Subject: The Epoxy on Wooden Boat Wars
Date: Sun, 18 Jun 2000
I've been reading up on the many forums and websites dedicated to wood constructed vessels and epoxy on wood hulls has its allies and its enemies..I'm about to purchase a 36' 1969 Trojan Sea Voyager(woody)..the hull is in good shape and ready for painting..I'm thinking about using your CPES to seal it before painting but I have a question..wood fibers naturally expand and contract as you take it to and from the water..wouldn't this process tend to separate your resin and make it useless?..I've read your previous responses and you point out that it has some elasticity but does it have enough?
Good question...and you're right about the wide variety of opinions
on using resins on wood hulls. Way back in the '70's when the resins
began to appear on the store shelves, old boat owners thought they might
be the final answer to those old leaking hulls. In most cases they
weren't and the hulls went to the bottom pretty fast.
We're much more sophisticated now and the resins, especially epoxy, are
widely used on wooden boats. The usual caution has to do with enclosing
the wood so that it can't "breathe", or if it can breathe it will expand
and contract under the resin sheathing and cause problems. These are
genuine concerns, but are somewhat dependent on the size and type of
hull. For large planked hulls it makes the use of resins almost
impossible unless the hull is hauled, seams reefed out, wood thoroughly
dried, and then a whole new hull basically constructed using the old
hull as a mold. Can be done, but is time-consuming and expensive. On
some of the smaller ply hulls the judicious use of resins and glass
sheathing has worked -- the ply is easier to dry and has much less expansion/contraction.
On particular areas being repaired on wooden hulls, these concerns are
generally not an issue.
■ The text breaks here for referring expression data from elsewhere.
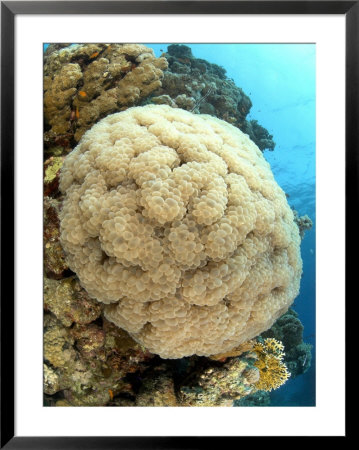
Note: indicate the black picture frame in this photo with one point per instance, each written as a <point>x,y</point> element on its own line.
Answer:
<point>9,10</point>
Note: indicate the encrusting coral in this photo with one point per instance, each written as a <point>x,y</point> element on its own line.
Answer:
<point>85,82</point>
<point>272,370</point>
<point>174,220</point>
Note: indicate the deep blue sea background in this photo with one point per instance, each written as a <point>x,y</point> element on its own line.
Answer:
<point>280,81</point>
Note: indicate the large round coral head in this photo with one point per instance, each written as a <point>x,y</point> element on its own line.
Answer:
<point>175,222</point>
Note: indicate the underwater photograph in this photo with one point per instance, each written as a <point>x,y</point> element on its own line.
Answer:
<point>179,224</point>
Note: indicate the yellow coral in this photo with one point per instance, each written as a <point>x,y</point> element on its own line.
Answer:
<point>273,371</point>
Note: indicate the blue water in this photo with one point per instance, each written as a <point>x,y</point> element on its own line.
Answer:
<point>280,80</point>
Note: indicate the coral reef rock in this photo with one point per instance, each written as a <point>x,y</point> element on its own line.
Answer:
<point>83,83</point>
<point>175,222</point>
<point>199,86</point>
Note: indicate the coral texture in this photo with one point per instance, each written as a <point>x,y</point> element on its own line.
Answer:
<point>272,370</point>
<point>83,83</point>
<point>174,220</point>
<point>199,86</point>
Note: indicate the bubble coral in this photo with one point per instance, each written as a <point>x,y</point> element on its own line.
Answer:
<point>273,371</point>
<point>175,222</point>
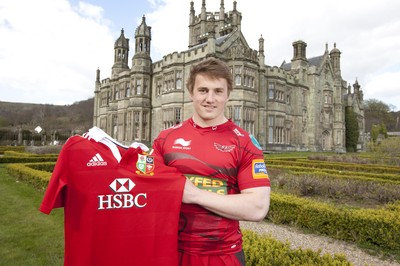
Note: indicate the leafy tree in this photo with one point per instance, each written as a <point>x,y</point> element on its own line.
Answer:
<point>377,113</point>
<point>352,130</point>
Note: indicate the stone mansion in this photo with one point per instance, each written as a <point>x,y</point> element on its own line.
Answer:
<point>298,106</point>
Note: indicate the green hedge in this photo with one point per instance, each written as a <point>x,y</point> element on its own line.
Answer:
<point>339,166</point>
<point>379,227</point>
<point>11,148</point>
<point>265,250</point>
<point>38,179</point>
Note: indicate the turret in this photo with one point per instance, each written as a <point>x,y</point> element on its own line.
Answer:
<point>142,40</point>
<point>121,53</point>
<point>261,56</point>
<point>335,57</point>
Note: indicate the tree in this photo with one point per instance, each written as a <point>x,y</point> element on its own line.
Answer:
<point>352,130</point>
<point>377,113</point>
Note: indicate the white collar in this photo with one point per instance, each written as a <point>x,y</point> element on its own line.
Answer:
<point>99,135</point>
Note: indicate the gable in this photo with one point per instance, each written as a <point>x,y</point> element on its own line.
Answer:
<point>235,47</point>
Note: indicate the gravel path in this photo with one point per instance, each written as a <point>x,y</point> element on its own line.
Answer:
<point>308,241</point>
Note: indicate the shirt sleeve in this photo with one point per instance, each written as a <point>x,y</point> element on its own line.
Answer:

Epoxy can be used in local repairs and there is
enough of the wood left to allow the normal expansions and contractions
of the wood without affecting the areas that have the epoxy application.
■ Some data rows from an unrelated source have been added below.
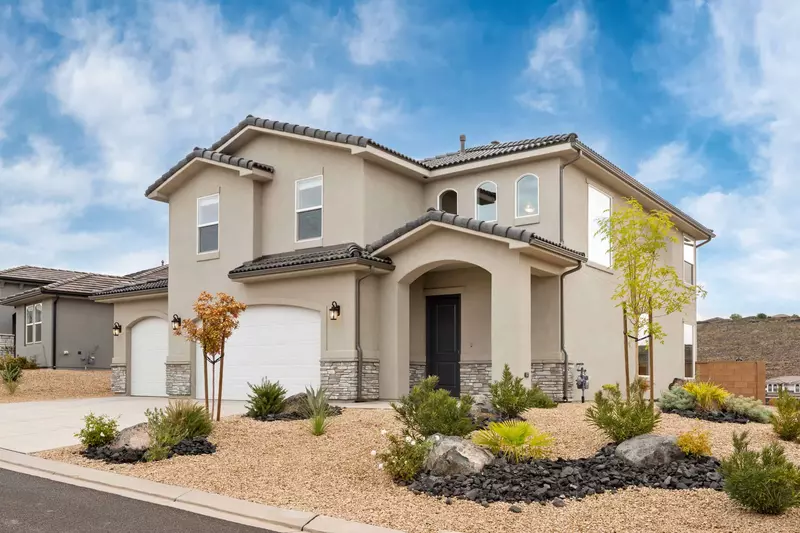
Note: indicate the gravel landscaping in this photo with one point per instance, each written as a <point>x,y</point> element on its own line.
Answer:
<point>282,464</point>
<point>48,384</point>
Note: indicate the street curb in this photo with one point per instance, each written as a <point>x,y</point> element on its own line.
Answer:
<point>216,505</point>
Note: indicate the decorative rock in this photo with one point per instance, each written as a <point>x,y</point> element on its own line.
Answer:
<point>649,451</point>
<point>454,456</point>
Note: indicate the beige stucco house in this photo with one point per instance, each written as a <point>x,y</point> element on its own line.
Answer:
<point>364,269</point>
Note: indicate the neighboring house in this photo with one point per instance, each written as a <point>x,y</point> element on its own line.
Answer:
<point>50,312</point>
<point>353,283</point>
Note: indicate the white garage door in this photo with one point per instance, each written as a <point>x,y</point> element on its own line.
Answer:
<point>278,342</point>
<point>149,346</point>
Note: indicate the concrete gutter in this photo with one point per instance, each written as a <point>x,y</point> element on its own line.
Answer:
<point>214,505</point>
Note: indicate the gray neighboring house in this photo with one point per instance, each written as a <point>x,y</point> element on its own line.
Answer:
<point>46,311</point>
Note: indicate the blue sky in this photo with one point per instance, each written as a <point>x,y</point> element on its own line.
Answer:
<point>696,98</point>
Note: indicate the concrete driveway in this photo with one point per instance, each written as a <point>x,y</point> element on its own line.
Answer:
<point>29,427</point>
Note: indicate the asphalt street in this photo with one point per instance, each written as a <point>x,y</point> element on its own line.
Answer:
<point>30,504</point>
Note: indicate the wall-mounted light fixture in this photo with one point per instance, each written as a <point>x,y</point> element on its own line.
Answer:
<point>334,311</point>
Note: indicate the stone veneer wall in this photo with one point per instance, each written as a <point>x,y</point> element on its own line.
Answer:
<point>119,379</point>
<point>475,378</point>
<point>550,377</point>
<point>179,379</point>
<point>340,378</point>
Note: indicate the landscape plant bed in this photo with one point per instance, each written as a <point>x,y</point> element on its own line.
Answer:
<point>548,480</point>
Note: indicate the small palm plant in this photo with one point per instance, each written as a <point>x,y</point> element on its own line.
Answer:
<point>516,439</point>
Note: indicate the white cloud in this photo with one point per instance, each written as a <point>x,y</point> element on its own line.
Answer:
<point>670,163</point>
<point>375,37</point>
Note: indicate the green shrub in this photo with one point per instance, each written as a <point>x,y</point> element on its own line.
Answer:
<point>622,419</point>
<point>510,397</point>
<point>786,417</point>
<point>266,398</point>
<point>516,439</point>
<point>677,398</point>
<point>97,430</point>
<point>751,408</point>
<point>764,482</point>
<point>427,410</point>
<point>404,457</point>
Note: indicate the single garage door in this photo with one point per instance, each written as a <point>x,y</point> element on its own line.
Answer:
<point>149,347</point>
<point>278,342</point>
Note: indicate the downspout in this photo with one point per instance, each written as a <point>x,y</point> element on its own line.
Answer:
<point>561,325</point>
<point>359,351</point>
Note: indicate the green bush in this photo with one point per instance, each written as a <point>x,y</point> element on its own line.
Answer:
<point>786,417</point>
<point>98,430</point>
<point>515,439</point>
<point>622,419</point>
<point>266,398</point>
<point>404,457</point>
<point>751,408</point>
<point>510,397</point>
<point>427,410</point>
<point>677,398</point>
<point>764,482</point>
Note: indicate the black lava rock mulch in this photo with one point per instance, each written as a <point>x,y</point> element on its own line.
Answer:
<point>195,446</point>
<point>546,480</point>
<point>713,416</point>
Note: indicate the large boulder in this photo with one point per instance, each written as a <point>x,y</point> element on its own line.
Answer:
<point>649,451</point>
<point>453,456</point>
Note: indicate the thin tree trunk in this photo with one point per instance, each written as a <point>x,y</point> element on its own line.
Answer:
<point>221,368</point>
<point>627,348</point>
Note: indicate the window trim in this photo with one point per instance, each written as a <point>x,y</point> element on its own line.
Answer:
<point>496,198</point>
<point>198,225</point>
<point>34,323</point>
<point>321,208</point>
<point>516,196</point>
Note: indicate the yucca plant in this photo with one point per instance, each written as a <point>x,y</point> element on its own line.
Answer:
<point>516,439</point>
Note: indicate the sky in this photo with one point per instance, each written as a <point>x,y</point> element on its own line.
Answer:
<point>695,98</point>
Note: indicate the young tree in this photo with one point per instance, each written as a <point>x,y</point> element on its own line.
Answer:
<point>215,319</point>
<point>647,287</point>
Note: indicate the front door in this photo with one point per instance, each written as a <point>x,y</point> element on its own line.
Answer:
<point>443,333</point>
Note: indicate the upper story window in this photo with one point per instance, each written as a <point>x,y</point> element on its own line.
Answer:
<point>527,196</point>
<point>308,209</point>
<point>448,201</point>
<point>688,259</point>
<point>33,324</point>
<point>599,209</point>
<point>208,224</point>
<point>486,201</point>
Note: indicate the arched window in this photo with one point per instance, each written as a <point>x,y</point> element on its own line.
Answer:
<point>527,196</point>
<point>448,201</point>
<point>486,201</point>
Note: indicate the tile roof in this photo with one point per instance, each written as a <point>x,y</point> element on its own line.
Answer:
<point>479,226</point>
<point>211,155</point>
<point>310,258</point>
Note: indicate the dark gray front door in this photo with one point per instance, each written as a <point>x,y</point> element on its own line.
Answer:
<point>443,334</point>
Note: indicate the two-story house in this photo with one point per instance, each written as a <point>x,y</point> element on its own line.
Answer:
<point>364,269</point>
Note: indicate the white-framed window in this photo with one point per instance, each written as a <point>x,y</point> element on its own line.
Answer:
<point>689,254</point>
<point>599,209</point>
<point>527,196</point>
<point>33,324</point>
<point>688,351</point>
<point>448,201</point>
<point>308,209</point>
<point>486,201</point>
<point>208,224</point>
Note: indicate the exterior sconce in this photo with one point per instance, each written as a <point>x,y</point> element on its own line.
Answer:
<point>334,311</point>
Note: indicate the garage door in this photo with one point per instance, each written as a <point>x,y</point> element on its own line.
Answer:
<point>149,346</point>
<point>278,342</point>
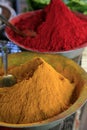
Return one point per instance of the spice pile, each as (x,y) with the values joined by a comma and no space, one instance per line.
(40,93)
(57,28)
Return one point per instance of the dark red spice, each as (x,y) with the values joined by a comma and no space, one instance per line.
(58,29)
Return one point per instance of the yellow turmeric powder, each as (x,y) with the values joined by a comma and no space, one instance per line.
(40,94)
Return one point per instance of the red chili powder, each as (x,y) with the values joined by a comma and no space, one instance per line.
(58,29)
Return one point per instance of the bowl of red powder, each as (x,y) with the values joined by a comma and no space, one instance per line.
(65,34)
(6,11)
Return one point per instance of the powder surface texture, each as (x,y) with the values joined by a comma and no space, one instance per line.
(57,28)
(42,93)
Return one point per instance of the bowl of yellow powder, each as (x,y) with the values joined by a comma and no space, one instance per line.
(48,90)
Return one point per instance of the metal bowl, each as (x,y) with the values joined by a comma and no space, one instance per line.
(68,69)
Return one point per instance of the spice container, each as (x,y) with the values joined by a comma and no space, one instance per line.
(67,67)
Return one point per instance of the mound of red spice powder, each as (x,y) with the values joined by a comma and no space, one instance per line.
(57,28)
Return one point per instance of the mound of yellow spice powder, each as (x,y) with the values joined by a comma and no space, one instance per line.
(42,93)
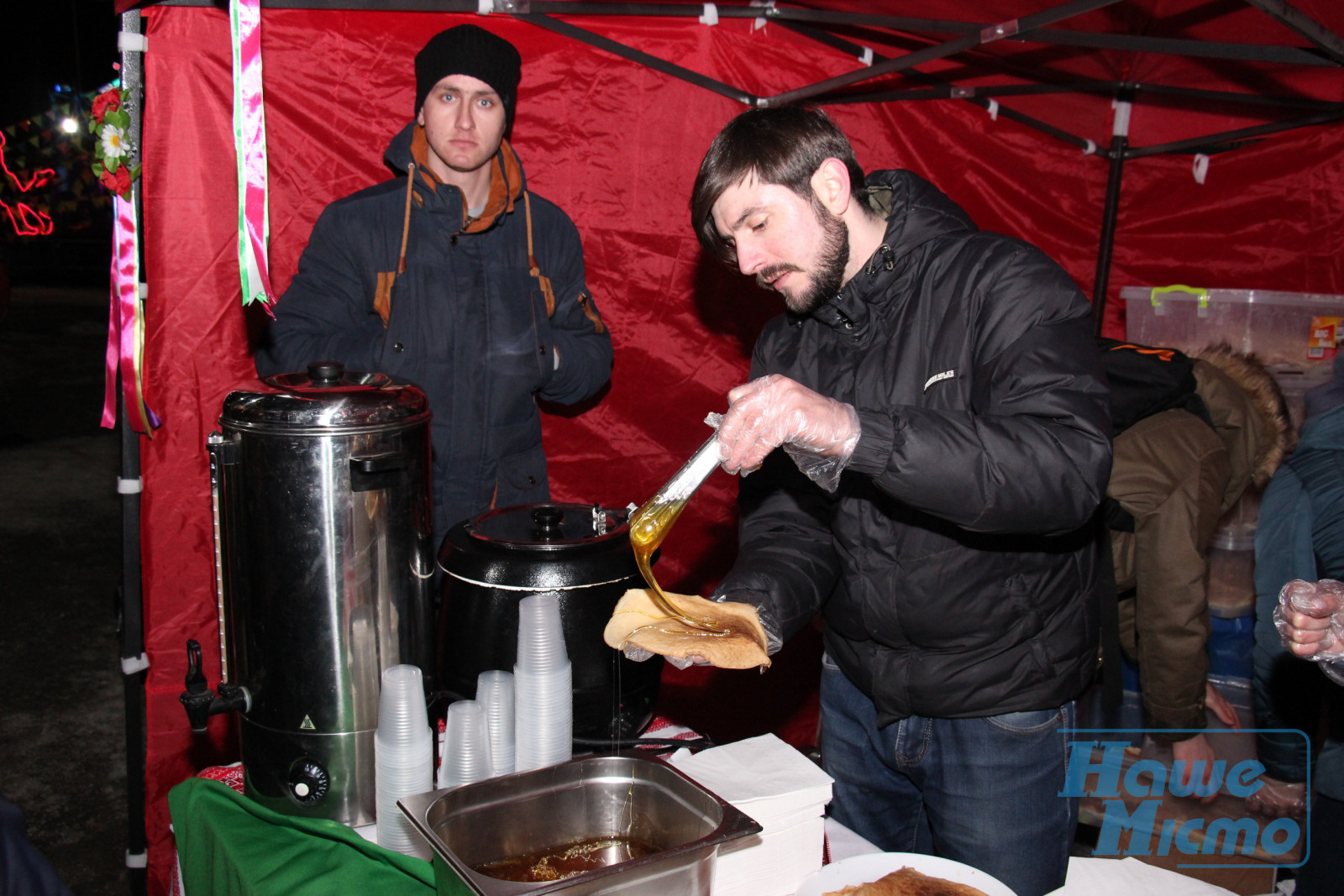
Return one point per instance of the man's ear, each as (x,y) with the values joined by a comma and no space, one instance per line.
(831,184)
Now, about CPES. CPES is a premium epoxy that is carried into the wood
by a mix of 14 different solvents, moisture displacers, sap dissolvers
and the like. When mixed it is as thin as diesel fuel. It penetrates
into any gaps in wood, concrete, fiberglass, etc., the carrier solvents
evaporate away, and the resin remains, binding things together and
forming a semi-waterproof barrier. Wood that has been treated with one
coat of CPES will still "breathe", although a bit more slowly than
untreated wood. Two coats of CPES will still allow air and moisture to
pass, although more slowly still. And three coats of CPES begin to seal
things up, although still not totally. So the bottom line here is that
CPES gets between and around the viable wood fibers (or inside the
damaged fibers), hardens things a bit, and prohibits the wood from
absorbing as much moisture as it normally would. It also creates an
epoxy surface environment that many fungi and bacteria would prefer not
to eat. When applied to the end-grain of wood, quite a lot of CPES can
be absorbed to very good effect, because it's here where wood
deterioration problems often get started.
So, CPES can be and is applied to good wood to give the thin protective
barrier that discourages the development of rot and bacterial
degradation and forms a very superior base-coat for subsequent coatings.
Because CPES is so thin, it does not "layer-over" the wood with a
waterproof resin, and so the wood can still expand and contract,
although as noted above a bit more slowly than un-treated wood. If
you've got a leaky old hull that you're going to re-launch, then it's
just going to take it a little longer to swell herself back up.
Our testing has shown that when paints/varnishes are applied over
CPES-treated surfaces the life of the paint/varnish is extended
substantially. We also know that when sealants, such as 3-M's 5200, are
applied to a CPES-treated hull before the CPES has completely cured
(between 20 and 60 minutes at 70F -- shorter if its hotter, longer if
its cooler) the bonding is stronger than it is to un-treated wood. In
the case of 5200 this bond is almost unbreakable. The same addition of
bonding strength applies to 4200, 101 and the polysulfides.
In your particular case, I would say that CPES applied above the
waterline would serve as a very good wood protector and primer for
subsequent paints. Below the waterline it might or might not be
beneficial, depending on whether the boat stays in the water or is
hauled. If it's hauled seasonally then The CPES would be very helpful.
Expansion and contraction of the hull will not be a problem. The coating
is elastic enough and thin enough that you'll have no worries. Many do
this, and many are happy.
This probably more than answers your question, but if you have
additional questions then come on back.